Contrary to what was said by an alleged Ford employee in an unsanctioned and unconfirmed Reddit AMA earlier this week, Ford executive vice president and CTO Raj Nair confirmed to Autoline that the new Ford Bronco will be a completely different vehicle from the global market body-on-frame Everest SUV. Get excited.
Nair confirmed to Autoline that the Bronco and Ranger would be sharing platforms, which makes sense, given this week’s dual announcement:
This new Bronco will be based off the Ranger platform and so it’s going to be a similarly sized vehicle to what you see in the Ranger. Now, for our American customers who have never seen that global Ranger, it’s a bit bigger than the Ranger we used to have here in the U.S., so I would say it’s kind of in-between in what you saw with that really big Bronco [the 1992-1996 model], and then the smaller Bronco [1966-1977].

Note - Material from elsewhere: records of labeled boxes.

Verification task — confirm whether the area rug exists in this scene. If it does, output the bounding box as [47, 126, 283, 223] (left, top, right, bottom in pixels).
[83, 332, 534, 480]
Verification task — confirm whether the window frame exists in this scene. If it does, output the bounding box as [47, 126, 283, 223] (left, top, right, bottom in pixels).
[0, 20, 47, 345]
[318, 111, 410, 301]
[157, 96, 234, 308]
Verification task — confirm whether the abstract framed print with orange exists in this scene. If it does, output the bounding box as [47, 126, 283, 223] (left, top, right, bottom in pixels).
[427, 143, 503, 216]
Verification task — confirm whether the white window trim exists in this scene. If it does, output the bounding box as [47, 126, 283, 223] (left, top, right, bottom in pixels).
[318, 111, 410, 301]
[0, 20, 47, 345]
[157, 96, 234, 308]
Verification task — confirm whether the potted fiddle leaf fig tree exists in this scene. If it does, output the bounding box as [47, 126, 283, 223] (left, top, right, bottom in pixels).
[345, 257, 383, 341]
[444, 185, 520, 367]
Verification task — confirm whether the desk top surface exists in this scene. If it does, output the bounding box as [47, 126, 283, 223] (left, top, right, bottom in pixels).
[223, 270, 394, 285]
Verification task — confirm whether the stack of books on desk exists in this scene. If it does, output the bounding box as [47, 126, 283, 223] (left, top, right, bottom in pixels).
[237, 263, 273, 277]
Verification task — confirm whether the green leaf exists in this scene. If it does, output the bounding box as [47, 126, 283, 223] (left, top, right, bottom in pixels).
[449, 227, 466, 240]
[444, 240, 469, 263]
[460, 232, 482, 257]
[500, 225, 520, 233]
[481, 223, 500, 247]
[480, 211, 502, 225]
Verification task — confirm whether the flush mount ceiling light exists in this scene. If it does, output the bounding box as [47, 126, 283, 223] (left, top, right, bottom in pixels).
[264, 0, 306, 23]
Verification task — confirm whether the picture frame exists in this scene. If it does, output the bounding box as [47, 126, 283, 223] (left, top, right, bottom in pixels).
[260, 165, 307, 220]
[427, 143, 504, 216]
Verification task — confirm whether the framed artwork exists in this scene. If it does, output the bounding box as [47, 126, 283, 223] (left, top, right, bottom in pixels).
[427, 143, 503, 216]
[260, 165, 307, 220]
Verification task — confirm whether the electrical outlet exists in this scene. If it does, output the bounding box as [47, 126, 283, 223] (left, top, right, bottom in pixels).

But it won’t be a badge-engineered the Everest—it will be its own new, unique vehicle:
No, it’s a separate vehicle [from the Everest]. It will be an incremental vehicle from the Everest. The Everest kind of serves a lot of off-road capability; maybe the space the Explorer serves here in the U.S., but with a body-on-frame construction with a lot more off-road capability for the rest of the world. This Bronco is completely unique from that Everest. It is body-on-frame and so again, focusing on that off-road capability.
The Everest is an existing body-on-frame SUV built for global markets, giving credence to what the Reddit AMA said. However, Bronco aficionados everywhere became worried that the new “Bronco” would look like the Everest, which despite being a real SUV, looks about as exciting as toast with butter on it.
This is good news, then. Expectations are clearly high. Look at how much attention that render from Bronco6g.com gets every time we post it. People want a Bronco, and they want it to look like a Bronco, ideally with an open roof, two doors and some badass offroading pretenses. Don’t screw this up, Ford.
[Clarification: I accidentally said “it won’t be the same platform as the Everest” in an earlier draft, which was the wrong word choice that somehow went un-caught. We meant to say that it wouldn’t look at all like Ford’s international crossover. As many noted, the international Everest and Ranger do share a platform. This has been corrected above.]